Intravenous urography excluded renal anomalies. The definitive diagnosis of androgen insensitivity syndrome was made and the patient was programmed for laparoscopic gonadectomy. The pedicles of the 2 adnexa, which were situated at the internal inguinal opening (Figures 1(a) and 1(b)), were first coagulated with bipolar diathermy, then cut with scissors, and finally ligated with a Roeder loop on each side (Figures 1(c) and 1(d)). As on the previous operation, due to the age of the patient and the statistically high malignant incidence, an endobag was used to remove the gonads after extending the right port. No complications occurred during the operation which lasted 30 minutes.

The histopathologic report revealed the presence of testicles on both sides, marked by Leydig-cell hyperplasia, and on the left side presence of small sites of ovarial stroma.

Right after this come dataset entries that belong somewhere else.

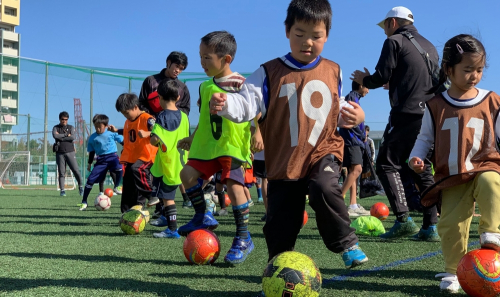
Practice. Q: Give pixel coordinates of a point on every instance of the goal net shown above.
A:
(14, 169)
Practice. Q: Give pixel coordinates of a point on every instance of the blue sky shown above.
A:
(140, 34)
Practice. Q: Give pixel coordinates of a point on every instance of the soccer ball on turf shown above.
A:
(132, 222)
(102, 202)
(145, 212)
(109, 192)
(291, 274)
(380, 211)
(201, 247)
(478, 273)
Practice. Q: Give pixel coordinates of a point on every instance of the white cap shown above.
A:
(398, 12)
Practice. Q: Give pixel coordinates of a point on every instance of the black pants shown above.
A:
(286, 204)
(137, 184)
(392, 169)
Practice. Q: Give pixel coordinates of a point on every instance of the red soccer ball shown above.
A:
(380, 211)
(228, 201)
(109, 192)
(201, 247)
(479, 273)
(304, 221)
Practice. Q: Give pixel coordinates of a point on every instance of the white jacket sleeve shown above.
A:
(246, 105)
(425, 139)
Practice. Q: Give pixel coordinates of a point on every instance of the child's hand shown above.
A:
(352, 116)
(185, 143)
(256, 143)
(112, 128)
(417, 164)
(217, 102)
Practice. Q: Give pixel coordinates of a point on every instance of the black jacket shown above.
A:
(401, 65)
(64, 137)
(150, 85)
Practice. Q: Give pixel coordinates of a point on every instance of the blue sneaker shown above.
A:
(239, 250)
(167, 233)
(159, 222)
(401, 229)
(199, 221)
(354, 256)
(430, 234)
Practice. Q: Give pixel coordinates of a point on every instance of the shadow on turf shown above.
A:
(113, 285)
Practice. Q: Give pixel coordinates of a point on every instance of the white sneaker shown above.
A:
(490, 241)
(449, 282)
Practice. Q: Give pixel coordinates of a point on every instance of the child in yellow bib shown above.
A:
(218, 144)
(171, 125)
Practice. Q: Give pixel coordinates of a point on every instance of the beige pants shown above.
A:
(457, 210)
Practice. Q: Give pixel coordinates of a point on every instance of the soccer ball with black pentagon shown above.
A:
(478, 273)
(201, 247)
(291, 274)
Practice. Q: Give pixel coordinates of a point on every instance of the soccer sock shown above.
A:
(241, 214)
(86, 193)
(222, 199)
(259, 193)
(195, 194)
(185, 197)
(170, 212)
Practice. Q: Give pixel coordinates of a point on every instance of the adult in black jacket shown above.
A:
(148, 98)
(402, 67)
(65, 151)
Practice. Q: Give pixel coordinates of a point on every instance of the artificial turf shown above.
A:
(50, 248)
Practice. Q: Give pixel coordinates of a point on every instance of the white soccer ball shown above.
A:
(102, 202)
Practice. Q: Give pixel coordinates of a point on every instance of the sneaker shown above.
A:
(399, 229)
(156, 215)
(352, 212)
(167, 233)
(361, 211)
(159, 222)
(353, 256)
(239, 250)
(83, 206)
(449, 282)
(187, 204)
(221, 212)
(430, 234)
(199, 221)
(490, 241)
(210, 206)
(153, 201)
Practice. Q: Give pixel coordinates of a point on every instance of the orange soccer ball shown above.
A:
(304, 221)
(380, 211)
(109, 192)
(478, 273)
(201, 247)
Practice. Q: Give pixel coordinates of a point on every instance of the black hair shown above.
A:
(168, 90)
(179, 58)
(63, 114)
(100, 119)
(454, 49)
(355, 86)
(126, 101)
(308, 11)
(221, 42)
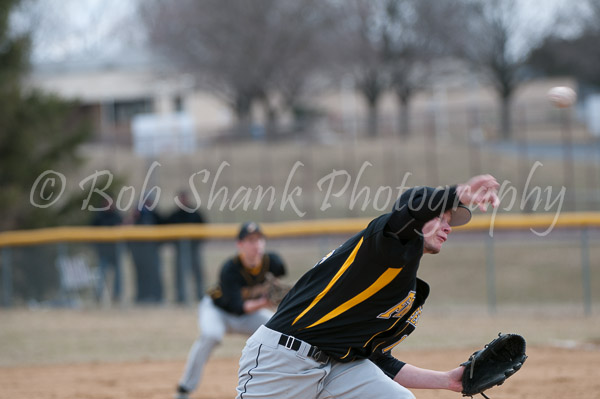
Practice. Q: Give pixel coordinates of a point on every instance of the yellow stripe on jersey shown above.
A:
(387, 329)
(337, 276)
(381, 282)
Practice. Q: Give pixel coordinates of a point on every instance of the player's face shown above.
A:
(252, 249)
(435, 233)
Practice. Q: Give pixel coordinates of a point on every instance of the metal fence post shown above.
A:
(185, 257)
(585, 272)
(490, 273)
(6, 277)
(120, 247)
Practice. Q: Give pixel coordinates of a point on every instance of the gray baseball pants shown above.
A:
(270, 370)
(214, 323)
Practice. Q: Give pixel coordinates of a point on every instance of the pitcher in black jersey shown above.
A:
(333, 334)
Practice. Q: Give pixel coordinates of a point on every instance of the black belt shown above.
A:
(292, 343)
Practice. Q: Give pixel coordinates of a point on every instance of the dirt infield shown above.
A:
(140, 353)
(550, 373)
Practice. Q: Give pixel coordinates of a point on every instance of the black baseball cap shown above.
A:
(460, 215)
(248, 228)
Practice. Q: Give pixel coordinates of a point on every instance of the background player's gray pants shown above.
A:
(213, 323)
(269, 370)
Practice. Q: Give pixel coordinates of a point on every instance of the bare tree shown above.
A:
(246, 52)
(410, 45)
(362, 52)
(496, 37)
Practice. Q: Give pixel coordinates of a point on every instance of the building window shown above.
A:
(125, 110)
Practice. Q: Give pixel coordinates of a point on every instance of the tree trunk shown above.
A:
(372, 120)
(242, 109)
(403, 116)
(505, 117)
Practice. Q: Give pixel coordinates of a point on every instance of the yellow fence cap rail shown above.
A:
(279, 229)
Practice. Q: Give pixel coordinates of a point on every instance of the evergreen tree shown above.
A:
(38, 132)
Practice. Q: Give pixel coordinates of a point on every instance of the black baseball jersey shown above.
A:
(238, 283)
(364, 298)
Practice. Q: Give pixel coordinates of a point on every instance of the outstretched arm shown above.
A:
(414, 377)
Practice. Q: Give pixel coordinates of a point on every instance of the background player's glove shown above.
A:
(277, 289)
(493, 364)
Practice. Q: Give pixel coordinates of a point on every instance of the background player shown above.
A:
(237, 304)
(333, 334)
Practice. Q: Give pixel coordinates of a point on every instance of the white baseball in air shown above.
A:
(562, 96)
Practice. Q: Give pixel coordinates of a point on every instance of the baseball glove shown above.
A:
(276, 289)
(493, 364)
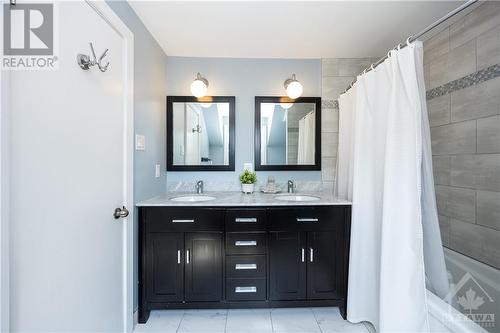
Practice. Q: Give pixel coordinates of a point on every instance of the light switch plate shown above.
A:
(157, 170)
(140, 142)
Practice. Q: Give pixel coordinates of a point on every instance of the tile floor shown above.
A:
(289, 320)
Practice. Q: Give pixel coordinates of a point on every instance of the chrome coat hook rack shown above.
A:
(85, 62)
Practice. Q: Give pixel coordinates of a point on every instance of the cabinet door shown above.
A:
(287, 267)
(165, 269)
(321, 265)
(203, 266)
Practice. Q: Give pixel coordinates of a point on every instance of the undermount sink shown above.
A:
(192, 198)
(293, 197)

Considering the age of the patient, followup was programmed and hormonal replacement therapy was given, and particular importance was attributed to the way of informing the patient. Due to the fact that she was married and evaluating the psychological effects that would provoke knowing that she is genotypically a man, we decided to inform the patient that she had some kind of gonadal dysgenesis and that the gonads would be removed for the high degeneration risks, deliberately omitting to inform her about the karyotype results.

3. Discussion

Androgen insensibility syndrome is the most common cause of male pseudohermaphroditism, responsible for 10% of the cases of primary amenorrhea [4]. Defects in the androgen receptor gene located on the X chromosome include absence of the gene that encodes for the androgen receptor and abnormalities in the binding domains of the receptor [1].

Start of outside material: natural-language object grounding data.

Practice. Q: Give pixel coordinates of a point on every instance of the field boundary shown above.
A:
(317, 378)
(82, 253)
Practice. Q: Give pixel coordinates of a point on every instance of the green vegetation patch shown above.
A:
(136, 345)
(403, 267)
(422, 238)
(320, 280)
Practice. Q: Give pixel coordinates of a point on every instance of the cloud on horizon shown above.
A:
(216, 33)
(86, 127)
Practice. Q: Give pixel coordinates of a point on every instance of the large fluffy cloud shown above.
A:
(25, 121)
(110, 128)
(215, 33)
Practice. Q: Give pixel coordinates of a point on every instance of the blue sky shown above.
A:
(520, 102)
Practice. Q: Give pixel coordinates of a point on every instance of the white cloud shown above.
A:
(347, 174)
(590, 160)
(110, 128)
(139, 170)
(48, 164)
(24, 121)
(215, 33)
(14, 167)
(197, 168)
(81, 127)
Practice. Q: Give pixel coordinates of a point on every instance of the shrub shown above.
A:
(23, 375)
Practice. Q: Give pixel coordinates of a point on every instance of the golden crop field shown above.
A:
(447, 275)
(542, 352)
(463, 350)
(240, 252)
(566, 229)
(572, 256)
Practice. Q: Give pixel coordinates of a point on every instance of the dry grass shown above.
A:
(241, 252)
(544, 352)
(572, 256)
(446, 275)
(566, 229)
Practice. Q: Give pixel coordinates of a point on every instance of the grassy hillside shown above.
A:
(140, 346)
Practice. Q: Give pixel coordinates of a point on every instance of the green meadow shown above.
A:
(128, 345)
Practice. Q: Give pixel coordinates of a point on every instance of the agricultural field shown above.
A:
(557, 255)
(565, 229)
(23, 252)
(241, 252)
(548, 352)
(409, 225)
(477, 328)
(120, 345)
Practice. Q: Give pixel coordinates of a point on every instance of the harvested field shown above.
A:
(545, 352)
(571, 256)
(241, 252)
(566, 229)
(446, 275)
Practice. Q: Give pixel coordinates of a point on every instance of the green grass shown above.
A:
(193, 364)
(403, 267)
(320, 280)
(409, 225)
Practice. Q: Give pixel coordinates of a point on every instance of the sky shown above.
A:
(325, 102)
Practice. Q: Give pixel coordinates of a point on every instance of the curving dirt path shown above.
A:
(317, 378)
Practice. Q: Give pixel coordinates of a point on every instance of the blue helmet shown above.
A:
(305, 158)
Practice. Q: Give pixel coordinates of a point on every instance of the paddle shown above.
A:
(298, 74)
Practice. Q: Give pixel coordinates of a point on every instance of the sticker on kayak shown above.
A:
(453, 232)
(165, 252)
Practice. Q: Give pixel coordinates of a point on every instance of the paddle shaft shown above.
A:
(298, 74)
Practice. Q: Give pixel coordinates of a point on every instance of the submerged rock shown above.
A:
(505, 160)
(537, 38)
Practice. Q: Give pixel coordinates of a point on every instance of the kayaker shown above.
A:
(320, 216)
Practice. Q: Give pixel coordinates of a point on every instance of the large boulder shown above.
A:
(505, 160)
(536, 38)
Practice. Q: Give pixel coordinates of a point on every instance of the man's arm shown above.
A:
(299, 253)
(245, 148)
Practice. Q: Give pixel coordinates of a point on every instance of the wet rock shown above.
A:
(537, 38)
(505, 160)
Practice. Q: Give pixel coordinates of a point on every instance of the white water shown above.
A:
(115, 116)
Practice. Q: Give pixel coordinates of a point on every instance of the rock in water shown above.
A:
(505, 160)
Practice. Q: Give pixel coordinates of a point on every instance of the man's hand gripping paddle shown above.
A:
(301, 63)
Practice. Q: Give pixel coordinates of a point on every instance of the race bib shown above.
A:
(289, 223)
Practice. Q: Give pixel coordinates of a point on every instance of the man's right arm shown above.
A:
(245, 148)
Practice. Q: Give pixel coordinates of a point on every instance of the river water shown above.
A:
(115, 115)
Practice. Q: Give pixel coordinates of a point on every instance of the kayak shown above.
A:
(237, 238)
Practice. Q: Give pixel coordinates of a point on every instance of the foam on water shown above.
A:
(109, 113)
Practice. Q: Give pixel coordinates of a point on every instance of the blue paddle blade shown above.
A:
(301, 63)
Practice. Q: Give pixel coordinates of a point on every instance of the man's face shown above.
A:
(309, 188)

The major concern in these patients is the development of a neoplasia, most often a gonadoblastoma or a malignant dysgerminoma. Prophylactic gonadectomy is advised in the postpubertal period.

Laparoscopic gonadectomy offers the minimum psychological trauma which is of major importance in these women, for the rapid recovery and short hospital stay. It is a safe and simple procedure and is easily performed using bipolar coagulation forceps, Roeder loops and endobags, as long as the surgeon is cautious while removing the gonads or eventual cysts, to avoid tumor cell contamination, even more in patients of a certain age, as the one we present, where the malignancy incidence is much higher.

Hormonal replacement therapy was recommended, due to its protective effects [5]. In adolescent patients Slijper et al. advised step by step informing the patient of the diagnosis [6]. In cases as the present one, we advise to omit the karyotype analysis results, because the psychological impact would be enormous.

We presented a rare case of bilateral cysts in a mature patient with complete androgen receptor insensitivity. Laparoscopic gonadectomy is effective and the importance of removing the cysts and later on the gonads intact is stressed.